NAEd/Spencer Dissertation Fellowship

Award Year

2021

Institution

Ohio State University

Primary Discipline

N/A
My dissertation examines the rehabilitation and education of Polish Jewish children after the Holocaust. I argue that schools, summer camps, and children’s homes in Poland were national and international sites for the rehabilitation of child survivors; therefore, they served as laboratories and arenas for debates regarding Polish Jewry’s future. By comparing Zionist and non-Zionist institutions of child care, I illustrate how educators and caretakers engaged with competing ideologies to create normalcy in the best interests of the children. Rehabilitation was not just physical or mental; it required Jewish children to develop skills that would make them independent and good citizens. What did they study? What did they read? Did they learn Yiddish or Hebrew in school? Did they speak Polish in the classroom? The answers to these questions have broader implications regarding the reconstruction of Jewish communities in Poland after the Holocaust.
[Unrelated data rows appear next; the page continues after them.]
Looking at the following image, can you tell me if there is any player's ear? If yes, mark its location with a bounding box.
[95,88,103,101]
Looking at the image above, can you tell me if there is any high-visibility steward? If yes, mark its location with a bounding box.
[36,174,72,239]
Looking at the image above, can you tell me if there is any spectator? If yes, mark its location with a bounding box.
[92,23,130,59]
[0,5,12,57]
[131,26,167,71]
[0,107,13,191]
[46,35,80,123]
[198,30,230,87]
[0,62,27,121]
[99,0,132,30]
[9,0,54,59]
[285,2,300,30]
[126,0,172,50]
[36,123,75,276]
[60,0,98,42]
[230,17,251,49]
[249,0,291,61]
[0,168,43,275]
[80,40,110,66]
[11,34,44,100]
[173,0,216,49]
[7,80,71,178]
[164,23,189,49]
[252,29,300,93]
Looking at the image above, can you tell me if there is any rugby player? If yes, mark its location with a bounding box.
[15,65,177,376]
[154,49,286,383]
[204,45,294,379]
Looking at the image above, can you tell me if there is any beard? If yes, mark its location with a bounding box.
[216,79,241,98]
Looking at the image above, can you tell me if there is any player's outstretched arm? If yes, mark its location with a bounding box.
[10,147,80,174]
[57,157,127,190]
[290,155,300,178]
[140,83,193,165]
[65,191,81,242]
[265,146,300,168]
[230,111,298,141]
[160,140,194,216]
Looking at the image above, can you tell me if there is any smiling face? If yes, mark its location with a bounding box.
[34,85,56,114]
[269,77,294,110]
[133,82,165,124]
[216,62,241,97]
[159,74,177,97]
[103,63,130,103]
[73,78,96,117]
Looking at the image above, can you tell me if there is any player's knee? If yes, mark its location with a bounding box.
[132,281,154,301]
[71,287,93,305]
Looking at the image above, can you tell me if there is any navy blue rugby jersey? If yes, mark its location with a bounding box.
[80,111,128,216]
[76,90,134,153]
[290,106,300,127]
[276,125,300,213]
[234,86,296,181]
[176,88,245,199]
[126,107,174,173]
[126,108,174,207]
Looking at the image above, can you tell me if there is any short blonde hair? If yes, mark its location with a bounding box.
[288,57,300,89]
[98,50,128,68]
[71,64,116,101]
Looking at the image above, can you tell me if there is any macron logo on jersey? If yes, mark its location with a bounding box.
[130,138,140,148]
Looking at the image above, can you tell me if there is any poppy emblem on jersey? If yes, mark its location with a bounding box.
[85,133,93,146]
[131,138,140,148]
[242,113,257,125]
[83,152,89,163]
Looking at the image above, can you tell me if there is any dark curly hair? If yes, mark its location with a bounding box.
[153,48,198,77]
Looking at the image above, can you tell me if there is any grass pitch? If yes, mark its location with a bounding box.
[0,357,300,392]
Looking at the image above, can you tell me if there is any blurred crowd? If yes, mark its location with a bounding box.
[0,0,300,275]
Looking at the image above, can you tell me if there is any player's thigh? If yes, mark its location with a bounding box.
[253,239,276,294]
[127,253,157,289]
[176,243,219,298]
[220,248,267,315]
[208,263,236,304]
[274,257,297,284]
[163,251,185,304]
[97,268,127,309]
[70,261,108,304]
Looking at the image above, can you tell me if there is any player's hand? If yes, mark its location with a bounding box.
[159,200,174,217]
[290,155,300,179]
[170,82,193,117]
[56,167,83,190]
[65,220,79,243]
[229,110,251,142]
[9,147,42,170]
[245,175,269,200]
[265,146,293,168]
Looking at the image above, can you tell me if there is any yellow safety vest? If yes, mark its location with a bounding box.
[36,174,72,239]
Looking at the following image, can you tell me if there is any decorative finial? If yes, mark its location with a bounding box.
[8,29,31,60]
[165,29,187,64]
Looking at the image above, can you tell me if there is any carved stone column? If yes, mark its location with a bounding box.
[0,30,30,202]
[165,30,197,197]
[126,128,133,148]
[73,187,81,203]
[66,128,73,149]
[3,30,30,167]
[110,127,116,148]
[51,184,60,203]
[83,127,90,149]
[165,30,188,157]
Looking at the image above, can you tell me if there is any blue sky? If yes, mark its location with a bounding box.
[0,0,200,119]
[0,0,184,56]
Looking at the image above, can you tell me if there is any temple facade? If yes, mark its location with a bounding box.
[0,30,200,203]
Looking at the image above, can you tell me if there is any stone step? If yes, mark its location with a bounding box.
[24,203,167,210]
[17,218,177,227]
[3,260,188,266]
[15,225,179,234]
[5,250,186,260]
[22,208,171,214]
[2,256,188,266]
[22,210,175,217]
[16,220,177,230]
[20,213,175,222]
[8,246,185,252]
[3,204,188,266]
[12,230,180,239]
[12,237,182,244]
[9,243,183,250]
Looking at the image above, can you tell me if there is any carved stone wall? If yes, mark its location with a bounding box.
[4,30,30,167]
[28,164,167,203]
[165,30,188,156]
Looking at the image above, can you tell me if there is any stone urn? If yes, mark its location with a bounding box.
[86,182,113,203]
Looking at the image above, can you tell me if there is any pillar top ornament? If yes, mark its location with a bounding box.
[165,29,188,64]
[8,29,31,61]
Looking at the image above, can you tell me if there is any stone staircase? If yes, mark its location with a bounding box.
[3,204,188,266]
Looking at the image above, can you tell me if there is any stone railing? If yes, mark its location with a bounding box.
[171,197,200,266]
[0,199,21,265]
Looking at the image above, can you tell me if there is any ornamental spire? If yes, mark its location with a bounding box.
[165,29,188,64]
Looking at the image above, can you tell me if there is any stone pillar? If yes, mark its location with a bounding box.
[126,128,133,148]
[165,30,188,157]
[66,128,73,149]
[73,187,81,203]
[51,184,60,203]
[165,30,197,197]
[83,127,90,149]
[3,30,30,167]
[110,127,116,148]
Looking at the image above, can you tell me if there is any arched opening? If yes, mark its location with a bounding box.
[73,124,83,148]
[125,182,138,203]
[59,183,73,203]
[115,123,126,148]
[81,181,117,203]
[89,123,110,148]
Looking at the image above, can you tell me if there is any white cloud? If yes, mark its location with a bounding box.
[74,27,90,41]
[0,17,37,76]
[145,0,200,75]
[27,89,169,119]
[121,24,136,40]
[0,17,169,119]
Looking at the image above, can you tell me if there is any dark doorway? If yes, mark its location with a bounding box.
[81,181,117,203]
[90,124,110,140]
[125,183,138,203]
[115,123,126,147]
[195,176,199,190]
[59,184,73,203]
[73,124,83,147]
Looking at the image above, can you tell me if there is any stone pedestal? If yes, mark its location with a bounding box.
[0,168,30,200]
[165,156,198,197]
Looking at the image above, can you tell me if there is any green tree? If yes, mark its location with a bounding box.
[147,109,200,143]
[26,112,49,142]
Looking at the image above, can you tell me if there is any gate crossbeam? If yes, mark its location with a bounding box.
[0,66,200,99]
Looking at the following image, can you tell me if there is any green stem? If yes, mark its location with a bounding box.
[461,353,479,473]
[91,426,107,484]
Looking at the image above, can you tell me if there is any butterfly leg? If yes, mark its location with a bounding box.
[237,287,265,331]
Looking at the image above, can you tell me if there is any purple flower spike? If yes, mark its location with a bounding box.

While the Central Committee of Jews in Poland desperately fought to keep Jewish children in Poland, Zionist organizations saw no future for Jews in Poland. Through an analysis of correspondences, meeting minutes, educator conference programs, lesson plans, children’s own homework assignments, memoirs, and oral histories gathered through multi-sited archival research, my dissertation exposes tension between organizations and traces how the Central Committee of Jews in Poland’s pedagogy and ideology drastically evolved under the growing influence of Poland’s communist government. Ultimately, studying education as a form of nation-building enhances our understanding of the delicate nature of rebuilding Jewish life after war and genocide.
About Nicole Freeman
Nicole Freeman is a Ph.D. candidate in History at the Ohio State University. She specializes in twentieth-century East Central European history and her research interests include children, families, migration, and displacement in the aftermath of war and genocide. Currently, Nicole is completing her dissertation titled “Our Children Are Our Future”: Child Care, Education, and Rebuilding Jewish Life in Poland After the Holocaust, 1944 – 1950. It is based on extensive research completed in archives and libraries across Poland, Germany, Israel, and the United States. Nicole has received grants and fellowships from the Fulbright-Hays, Yad Vashem, Hadassah-Brandeis Institute, Auschwitz Jewish Center, American Jewish Archives, and Bradley Foundation as well as the Ohio State University’s Melton Center for Jewish Studies, Polish Studies Initiative, and Global Mobility Project. She received her M.A. in History from the Ohio State University in 2015 and B.A. in History and Secondary Education from Salem State University in 2012. Prior to entering graduate school, she held an internship in the Division of the Senior Historian at the US Holocaust Memorial Museum in Washington, DC.